I should mention the movie doesn’t explicitly tell us when it’s set. But it’s clear by mentions of President Reagan on newscasts, Heart and The Thompson Twins playing on the radio, and by someone using an actual rotary phone (you older readers remember those, right?). Durkin gives us a good example of how to use a time period without exploiting it or overusing nostalgic callbacks.

The first thing Rory does in England is rent out a massive country estate in Surrey. Can they afford it? He certainly lives like it, but Allison knows better. She has long played the role of the dutiful wife, supporting her husband while setting aside her own ambitions. But under the surface she’s an intelligent, strong-willed woman who’s starting to see through her husband’s facade. She knows something is out of whack. When she begins noticing inconsistencies with his stories and behavior she questions him. His responses are telling. “I deserve this!” he screams, like a petulant entitled child.
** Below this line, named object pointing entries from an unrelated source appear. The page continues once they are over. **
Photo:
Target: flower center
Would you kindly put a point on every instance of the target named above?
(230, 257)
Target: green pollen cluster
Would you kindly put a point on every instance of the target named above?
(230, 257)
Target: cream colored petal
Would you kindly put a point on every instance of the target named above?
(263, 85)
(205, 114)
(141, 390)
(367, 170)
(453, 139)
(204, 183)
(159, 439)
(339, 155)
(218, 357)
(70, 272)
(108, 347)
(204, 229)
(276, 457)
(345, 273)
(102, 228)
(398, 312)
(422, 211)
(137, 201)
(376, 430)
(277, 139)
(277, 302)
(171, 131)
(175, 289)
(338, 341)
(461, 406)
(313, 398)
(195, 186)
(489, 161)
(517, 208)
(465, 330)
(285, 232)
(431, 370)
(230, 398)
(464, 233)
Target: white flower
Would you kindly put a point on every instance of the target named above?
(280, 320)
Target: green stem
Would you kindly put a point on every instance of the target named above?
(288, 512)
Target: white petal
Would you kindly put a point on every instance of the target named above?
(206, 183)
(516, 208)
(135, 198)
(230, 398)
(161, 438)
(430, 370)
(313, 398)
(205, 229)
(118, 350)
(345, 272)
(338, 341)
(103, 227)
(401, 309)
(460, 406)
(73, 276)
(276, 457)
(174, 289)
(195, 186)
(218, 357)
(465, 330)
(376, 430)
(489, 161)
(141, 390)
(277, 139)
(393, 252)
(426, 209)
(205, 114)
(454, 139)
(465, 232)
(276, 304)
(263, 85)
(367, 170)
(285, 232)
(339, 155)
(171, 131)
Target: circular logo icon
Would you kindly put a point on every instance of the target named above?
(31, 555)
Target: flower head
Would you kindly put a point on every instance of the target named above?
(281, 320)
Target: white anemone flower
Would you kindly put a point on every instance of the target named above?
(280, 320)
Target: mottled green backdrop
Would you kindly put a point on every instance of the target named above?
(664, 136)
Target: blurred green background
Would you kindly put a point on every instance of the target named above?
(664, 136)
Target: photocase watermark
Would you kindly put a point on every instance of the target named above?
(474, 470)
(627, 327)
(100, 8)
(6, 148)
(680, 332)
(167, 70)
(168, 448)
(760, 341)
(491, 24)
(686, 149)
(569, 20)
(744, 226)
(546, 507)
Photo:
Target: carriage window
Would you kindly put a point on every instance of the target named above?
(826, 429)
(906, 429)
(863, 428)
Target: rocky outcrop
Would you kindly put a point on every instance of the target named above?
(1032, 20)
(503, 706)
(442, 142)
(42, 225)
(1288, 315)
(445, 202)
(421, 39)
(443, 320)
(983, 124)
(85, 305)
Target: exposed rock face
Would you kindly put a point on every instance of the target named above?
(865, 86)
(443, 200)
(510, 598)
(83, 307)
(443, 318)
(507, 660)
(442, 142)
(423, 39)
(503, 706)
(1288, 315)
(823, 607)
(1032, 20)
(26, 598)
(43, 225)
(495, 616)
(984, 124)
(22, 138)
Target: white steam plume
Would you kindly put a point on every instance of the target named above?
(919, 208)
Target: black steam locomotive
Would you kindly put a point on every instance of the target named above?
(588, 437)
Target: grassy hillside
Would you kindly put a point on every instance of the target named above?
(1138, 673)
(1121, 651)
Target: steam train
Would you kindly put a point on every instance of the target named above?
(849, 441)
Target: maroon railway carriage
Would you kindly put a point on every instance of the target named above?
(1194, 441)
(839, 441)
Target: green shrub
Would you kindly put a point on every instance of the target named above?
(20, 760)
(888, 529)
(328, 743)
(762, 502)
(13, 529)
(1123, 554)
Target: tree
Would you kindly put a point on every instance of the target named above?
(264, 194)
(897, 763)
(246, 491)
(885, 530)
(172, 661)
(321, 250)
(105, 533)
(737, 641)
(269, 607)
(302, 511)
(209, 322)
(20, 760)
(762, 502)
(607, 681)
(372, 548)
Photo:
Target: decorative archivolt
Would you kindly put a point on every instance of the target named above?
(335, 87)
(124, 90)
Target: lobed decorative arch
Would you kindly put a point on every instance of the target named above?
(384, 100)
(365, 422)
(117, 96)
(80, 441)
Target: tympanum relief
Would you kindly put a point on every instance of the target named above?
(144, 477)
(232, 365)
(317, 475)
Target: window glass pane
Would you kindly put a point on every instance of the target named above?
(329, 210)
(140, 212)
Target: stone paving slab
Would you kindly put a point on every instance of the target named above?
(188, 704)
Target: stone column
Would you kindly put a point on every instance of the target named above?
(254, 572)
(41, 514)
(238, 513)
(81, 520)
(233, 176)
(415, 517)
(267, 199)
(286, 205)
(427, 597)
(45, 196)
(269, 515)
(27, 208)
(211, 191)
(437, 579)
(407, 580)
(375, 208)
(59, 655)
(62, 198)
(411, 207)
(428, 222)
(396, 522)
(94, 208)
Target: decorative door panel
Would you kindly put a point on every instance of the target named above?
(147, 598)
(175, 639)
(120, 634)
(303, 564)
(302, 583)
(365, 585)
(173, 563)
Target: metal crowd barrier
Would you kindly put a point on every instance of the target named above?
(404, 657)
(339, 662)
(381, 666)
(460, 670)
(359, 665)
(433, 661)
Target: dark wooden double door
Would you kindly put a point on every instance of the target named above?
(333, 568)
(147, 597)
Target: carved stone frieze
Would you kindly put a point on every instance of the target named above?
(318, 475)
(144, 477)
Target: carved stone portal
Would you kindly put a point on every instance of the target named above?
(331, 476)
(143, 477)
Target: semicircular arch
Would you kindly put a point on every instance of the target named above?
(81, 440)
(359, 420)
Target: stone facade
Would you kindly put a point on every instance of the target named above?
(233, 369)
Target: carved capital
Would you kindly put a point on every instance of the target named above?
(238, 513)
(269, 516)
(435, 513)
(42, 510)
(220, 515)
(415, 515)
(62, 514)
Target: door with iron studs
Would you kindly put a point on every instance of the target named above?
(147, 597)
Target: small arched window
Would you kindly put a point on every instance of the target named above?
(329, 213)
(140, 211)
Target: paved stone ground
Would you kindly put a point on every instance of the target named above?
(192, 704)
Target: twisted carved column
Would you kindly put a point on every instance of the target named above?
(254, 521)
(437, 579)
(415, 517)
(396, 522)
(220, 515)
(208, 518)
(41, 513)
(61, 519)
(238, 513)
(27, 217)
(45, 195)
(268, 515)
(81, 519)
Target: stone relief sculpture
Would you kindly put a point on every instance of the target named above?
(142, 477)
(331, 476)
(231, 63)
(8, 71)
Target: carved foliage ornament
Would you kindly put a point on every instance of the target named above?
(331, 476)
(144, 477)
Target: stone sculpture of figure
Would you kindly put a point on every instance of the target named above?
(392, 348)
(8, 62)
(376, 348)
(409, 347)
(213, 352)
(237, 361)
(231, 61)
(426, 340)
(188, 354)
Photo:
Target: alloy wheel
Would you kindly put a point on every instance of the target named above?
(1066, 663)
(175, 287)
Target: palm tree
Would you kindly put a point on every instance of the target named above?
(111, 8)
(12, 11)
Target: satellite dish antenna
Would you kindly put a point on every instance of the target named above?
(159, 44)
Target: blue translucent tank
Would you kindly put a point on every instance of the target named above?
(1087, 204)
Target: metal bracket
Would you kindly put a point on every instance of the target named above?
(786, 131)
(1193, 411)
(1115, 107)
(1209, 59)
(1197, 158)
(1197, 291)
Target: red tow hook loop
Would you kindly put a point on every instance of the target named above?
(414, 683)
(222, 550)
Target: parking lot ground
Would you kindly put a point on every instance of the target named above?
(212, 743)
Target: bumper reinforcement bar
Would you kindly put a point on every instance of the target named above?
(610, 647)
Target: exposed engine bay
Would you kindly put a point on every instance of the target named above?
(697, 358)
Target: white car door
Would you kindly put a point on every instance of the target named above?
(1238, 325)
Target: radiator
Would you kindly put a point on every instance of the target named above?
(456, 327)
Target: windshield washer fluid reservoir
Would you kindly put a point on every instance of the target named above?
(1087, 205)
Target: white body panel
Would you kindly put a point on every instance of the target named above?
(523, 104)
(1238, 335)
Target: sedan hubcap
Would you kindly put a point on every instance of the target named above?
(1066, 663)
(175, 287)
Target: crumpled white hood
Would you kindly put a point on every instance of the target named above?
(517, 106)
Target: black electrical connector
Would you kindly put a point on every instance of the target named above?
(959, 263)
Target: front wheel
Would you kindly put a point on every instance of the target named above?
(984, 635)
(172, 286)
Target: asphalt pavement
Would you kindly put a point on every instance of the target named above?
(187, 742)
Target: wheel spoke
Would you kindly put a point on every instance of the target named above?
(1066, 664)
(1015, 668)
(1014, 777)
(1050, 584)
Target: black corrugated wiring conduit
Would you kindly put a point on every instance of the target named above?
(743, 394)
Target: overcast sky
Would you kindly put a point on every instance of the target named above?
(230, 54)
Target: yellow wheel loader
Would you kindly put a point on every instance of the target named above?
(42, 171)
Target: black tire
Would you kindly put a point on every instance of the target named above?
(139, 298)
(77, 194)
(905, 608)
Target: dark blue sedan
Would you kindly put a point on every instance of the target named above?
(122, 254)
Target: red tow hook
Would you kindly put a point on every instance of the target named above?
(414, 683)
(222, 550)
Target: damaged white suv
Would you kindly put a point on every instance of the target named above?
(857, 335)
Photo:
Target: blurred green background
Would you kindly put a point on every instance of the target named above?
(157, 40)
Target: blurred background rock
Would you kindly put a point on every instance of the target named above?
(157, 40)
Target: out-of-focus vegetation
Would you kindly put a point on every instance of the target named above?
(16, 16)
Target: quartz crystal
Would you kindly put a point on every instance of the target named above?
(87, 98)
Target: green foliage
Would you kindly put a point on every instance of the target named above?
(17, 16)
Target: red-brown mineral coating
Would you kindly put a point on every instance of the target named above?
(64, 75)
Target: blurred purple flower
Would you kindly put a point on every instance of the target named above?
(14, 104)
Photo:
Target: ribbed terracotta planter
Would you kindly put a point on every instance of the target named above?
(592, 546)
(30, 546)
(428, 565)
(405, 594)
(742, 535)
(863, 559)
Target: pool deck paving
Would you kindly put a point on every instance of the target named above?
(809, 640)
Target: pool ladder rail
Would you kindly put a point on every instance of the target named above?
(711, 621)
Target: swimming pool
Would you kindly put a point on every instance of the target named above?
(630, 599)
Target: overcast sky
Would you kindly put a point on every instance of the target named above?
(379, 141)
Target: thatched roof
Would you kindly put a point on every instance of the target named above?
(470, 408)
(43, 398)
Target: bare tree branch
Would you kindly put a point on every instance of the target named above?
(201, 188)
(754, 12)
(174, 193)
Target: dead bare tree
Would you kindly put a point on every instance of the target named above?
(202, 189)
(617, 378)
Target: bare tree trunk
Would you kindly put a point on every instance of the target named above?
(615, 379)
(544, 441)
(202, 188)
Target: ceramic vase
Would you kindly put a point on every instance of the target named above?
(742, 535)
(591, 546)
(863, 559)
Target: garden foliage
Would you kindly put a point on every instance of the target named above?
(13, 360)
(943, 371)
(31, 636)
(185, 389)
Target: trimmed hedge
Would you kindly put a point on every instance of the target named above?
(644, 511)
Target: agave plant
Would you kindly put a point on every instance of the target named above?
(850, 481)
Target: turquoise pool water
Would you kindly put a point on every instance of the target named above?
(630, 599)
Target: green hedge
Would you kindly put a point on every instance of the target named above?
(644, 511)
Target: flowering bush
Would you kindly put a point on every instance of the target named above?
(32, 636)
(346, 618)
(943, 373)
Photo Courtesy of IFC Films

Coons is fantastic and we see much of the film through her eyes. But we also get some interesting changes in perspective. At first it seems like the story is being told from Rory’s point-of-view, but it quickly shifts to Allison who carries us through most of the movie. But then when you least expect it the film makes yet another transition in the final act. But it’s still Coons who anchors our sympathies and gives us the most clear-eyed insight.

While “The Nest” may throw off those expecting a more traditional psychological thriller, I was hooked thanks its two penetrating lead performances and Sean Durkin’s meticulous handling of their characters. Unfortunately like “Martha”, Durkin’s latest doesn’t end on the strongest note, leaving us to do more speculating than deep thinking. The story slowly and methodically builds the tension before coming to a screeching stop. Of course there is artistic intent behind the abrupt finish, but as a viewer it left me feeling a little unsatisfied. “The Nest” opens September 18th in select theaters and November 17th on VOD.



7 thoughts on “REVIEW: “The Nest” (2020)

  1. I bliddy hate ‘abrupt endings’ and having to speculate, just tell the fooking story, beginning, middle and end! Rant over. 🤣 However you have reminded me there’s a couple of Olsen movies I need to track down 🙂 cheers!

    • I mixed on ambiguous endings. I like it if it leaves me really thinking about its meaning and looking at the movie in a new way. But if it leaves me wondering and speculating…not a fan. It’s a tight wire to walk and it’s not done well it can leave a story feeling unfinished. That can really be frustrating.